L’ombre que Trump fait peser sur nos démocraties
L’ancien président américain n’est pas le seul à croire en ses chances d’être réélu. Sa possible victoire suscite l’inquiétude, bien au-delà des Etats-Unis. Relisons avec profit George Orwell pour faire la part entre les fantasmes et les périls bien réels qui nous guettent
La perspective faramineuse de voir Donald Trump reprendre les rênes des Etats-Unis après ses dérapages à répétition déchaîne une vague de prédictions plus alarmistes les unes que les autres.
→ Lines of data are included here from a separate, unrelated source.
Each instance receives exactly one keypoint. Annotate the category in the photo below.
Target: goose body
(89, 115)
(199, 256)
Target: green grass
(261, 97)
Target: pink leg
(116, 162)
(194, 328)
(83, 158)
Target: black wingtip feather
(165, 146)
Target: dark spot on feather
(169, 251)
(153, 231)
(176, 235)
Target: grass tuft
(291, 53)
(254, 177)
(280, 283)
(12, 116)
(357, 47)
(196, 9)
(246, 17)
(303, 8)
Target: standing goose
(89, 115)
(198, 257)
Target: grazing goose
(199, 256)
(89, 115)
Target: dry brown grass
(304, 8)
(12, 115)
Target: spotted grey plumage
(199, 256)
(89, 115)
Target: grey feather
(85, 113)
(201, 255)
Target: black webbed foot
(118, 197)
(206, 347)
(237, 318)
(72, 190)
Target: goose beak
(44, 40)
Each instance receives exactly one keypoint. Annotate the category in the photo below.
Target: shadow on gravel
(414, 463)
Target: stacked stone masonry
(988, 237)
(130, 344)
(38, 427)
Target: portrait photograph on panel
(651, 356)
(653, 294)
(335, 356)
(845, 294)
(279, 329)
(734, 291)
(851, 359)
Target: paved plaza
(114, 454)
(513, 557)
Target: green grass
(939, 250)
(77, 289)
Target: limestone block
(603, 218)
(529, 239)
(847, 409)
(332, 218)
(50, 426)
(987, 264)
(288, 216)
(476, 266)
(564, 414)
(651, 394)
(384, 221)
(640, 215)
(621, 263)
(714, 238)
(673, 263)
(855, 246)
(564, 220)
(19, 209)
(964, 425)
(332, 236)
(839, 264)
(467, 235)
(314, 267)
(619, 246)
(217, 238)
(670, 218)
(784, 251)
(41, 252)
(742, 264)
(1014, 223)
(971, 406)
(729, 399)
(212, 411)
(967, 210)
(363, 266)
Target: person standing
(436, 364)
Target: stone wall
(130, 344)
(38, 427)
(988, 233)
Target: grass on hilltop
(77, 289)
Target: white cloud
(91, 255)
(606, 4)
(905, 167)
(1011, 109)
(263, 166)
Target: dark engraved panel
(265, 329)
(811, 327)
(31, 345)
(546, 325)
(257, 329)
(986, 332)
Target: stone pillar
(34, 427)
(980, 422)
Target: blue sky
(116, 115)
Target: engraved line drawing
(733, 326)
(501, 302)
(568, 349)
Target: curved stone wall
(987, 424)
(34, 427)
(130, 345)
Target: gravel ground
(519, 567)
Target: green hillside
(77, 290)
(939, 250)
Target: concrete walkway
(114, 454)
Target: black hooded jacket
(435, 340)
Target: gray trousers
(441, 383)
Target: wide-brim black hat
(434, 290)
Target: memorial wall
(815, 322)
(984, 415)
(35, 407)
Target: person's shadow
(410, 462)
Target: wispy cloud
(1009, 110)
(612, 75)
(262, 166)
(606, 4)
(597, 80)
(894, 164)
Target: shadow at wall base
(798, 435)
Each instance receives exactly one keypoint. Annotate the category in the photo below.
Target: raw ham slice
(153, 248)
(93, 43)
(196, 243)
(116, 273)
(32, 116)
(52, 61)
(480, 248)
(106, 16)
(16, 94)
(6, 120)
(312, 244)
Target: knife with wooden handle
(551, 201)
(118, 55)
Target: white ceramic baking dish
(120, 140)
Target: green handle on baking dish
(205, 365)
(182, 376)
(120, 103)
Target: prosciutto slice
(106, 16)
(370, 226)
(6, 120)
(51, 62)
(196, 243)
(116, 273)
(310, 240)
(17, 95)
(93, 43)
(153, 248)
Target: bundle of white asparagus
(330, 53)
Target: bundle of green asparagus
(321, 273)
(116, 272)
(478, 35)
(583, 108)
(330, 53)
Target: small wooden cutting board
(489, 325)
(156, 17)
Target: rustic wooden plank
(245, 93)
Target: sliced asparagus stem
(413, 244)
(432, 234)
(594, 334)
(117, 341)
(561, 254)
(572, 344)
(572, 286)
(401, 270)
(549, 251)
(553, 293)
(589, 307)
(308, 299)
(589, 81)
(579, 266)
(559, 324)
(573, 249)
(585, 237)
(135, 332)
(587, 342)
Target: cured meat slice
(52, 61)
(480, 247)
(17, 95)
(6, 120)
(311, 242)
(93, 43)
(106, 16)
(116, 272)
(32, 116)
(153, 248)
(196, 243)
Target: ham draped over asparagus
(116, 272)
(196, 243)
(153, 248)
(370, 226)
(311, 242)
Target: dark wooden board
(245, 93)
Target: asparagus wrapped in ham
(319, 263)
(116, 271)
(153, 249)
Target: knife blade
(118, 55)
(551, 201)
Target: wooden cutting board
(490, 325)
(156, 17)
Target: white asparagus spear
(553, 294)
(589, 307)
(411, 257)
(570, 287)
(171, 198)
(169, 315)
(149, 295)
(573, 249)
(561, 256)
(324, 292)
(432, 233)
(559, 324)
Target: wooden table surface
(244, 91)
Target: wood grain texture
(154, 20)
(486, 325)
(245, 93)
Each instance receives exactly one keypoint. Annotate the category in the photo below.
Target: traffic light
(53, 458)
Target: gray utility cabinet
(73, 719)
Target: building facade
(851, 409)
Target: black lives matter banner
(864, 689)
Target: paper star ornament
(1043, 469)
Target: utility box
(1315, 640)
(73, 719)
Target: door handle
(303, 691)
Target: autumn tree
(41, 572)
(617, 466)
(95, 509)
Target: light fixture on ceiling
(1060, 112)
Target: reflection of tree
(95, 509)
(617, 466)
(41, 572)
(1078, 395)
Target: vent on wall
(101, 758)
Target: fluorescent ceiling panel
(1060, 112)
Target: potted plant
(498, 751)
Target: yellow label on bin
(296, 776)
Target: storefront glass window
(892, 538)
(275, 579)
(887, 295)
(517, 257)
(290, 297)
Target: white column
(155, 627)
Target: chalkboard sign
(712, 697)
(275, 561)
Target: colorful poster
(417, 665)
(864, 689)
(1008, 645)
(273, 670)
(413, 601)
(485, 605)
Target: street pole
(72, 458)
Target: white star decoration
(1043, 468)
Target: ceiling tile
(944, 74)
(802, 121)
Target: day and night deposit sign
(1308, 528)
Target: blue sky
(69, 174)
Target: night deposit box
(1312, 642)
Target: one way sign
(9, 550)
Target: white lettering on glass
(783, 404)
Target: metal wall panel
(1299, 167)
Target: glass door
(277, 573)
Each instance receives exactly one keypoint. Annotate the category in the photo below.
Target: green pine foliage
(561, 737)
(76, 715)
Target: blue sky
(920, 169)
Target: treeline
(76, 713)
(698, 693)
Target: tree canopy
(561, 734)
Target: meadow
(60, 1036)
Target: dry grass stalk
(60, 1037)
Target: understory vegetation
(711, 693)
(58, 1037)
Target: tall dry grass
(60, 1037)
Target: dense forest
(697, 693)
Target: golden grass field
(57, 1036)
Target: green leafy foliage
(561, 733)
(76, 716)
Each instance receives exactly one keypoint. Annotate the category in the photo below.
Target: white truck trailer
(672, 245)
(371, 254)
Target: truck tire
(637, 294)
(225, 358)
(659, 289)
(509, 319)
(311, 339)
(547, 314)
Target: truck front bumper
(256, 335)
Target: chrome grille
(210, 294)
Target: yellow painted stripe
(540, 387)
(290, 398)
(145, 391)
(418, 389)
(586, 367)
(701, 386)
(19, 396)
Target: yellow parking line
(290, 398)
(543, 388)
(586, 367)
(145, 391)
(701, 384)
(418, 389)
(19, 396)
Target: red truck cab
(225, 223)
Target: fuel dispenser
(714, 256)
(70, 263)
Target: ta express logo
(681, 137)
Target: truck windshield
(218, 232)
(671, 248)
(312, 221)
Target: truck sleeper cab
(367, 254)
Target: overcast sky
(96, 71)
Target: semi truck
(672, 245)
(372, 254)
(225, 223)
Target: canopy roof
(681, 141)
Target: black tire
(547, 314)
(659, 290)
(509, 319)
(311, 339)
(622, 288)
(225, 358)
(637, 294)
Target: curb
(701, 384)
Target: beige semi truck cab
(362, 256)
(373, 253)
A les entendre, sa réélection risquerait de faire basculer la plus vieille démocratie en activité vers un régime de type autoritaire, voire «fascistoïde», ou même carrément totalitaire. Les institutions américaines, qui ont pourtant fourni la preuve de leur grande capacité à absorber les chocs (de l’affaire Lewinsky aux soupçons d’irrégularité qui entachèrent la première élection de G. W. Bush, jusqu’à l’assaut contre Capitol Hill), pourraient bien cette fois ne pas résister à la rage des «trumpistes», prêts à fondre sur les rouages de l’Etat. Plus globalement, ce sont toutes les nations démocratiques qui seraient menacées d’un possible effet domino, rongées comme elles le sont déjà par leurs contradictions.
Une arme redoutable
Comment expliquer un tel catastrophisme? Et surtout, ces craintes sont-elles un tant soit peu justifiées? «N’est-ce pas infantile et absurde de se faire peur avec les visions d’un futur totalitaire?», se demande Orwell dans les Réflexions sur la guerre d’Espagne (1943), bilan au long cours d’un conflit qu’il vécut de plein fouet. Ne comptez pas sur lui pour relativiser le péril, alors
que le monde est en train de s’effondrer sous ses yeux. Dès les années 1930, il mettait en garde les nations libérales contre le double danger rouge et brun, à l’intérieur comme à l’extérieur. Mais ce qui l’inquiète avant tout, c’est quelque chose de plus sournois, comme le révèle un autre passage du même texte.
Orwell remarque qu’une des conséquences majeures de la guerre d’Espagne est d’avoir fait triompher la propagande au détriment de la simple vérité. Orwell l’avoue, la perspective de voir le mensonge écrire l’histoire lui fait peur. Au présent. Il y voit le symptôme préoccupant d’un mal qui menace le ressort psychologique qui est à la base du consensus démocratique, à savoir la reconnaissance de la vérité objective. Or les idéologies nées de la violence des conflits sociaux et internationaux l’ont obscurcie durablement. On ne parle plus de science tout court, mais de science «allemande» ou «juive», «bourgeoise» ou «socialiste». Orwell y voit la première victoire des totalitarismes, et l’une de leurs armes les plus mortelles.
Mais pourquoi les démocraties s’y laisseraient-elles prendre? La réponse se trouve dans un autre article d’Orwell, à peu près contemporain, consacré à une anecdote devenue légendaire: la panique que la lecture radiophonique par Orson Welles de La Guerre des mondes, le roman de science-fiction de H. G. Wells, avait diffusée aux Etats-Unis.
Psychose collective
Orwell n’ironise pas sur l’affaire, comme beaucoup l’ont fait. Il se plonge dans une étude de l’Université de Princeton qui analyse les rouages de cette courte psychose collective. Premier enseignement: les gens ont été piégés par la confiance trop facile qu’ils vouent à leur principal moyen d’information, la radio, sans avoir pu ni voulu vérifier l’information. Second enseignement: on a moins cru à une invasion d’aliens qu’à l’attaque réelle d’un pays fasciste, à une époque où tous vivent dans la hantise d’une guerre imminente. Troisième enseignement: les victimes de l’erreur se trouvent parmi les couches les moins instruites et les plus démunies de la population, prêtes à s’accrocher au premier «Sauveur» venu.
Conclusion: le mensonge n’est jamais aussi puissant que lorsqu’il s’imprègne d’une vérité «inabsorbable», faute d’être en état de l’affronter ou de maîtriser ses implications. L’entrée dans la Deuxième Guerre mondiale puis la Guerre froide ont contraint les démocraties à resserrer les rangs, sans oublier le boom économique. Quelle recette trouverons-nous aujourd’hui? ■
Chaque semaine, Gauthier Ambrus, chercheur en littérature, s’empare d’un événement pour le mettre en résonance avec un texte littéraire ou philosophique.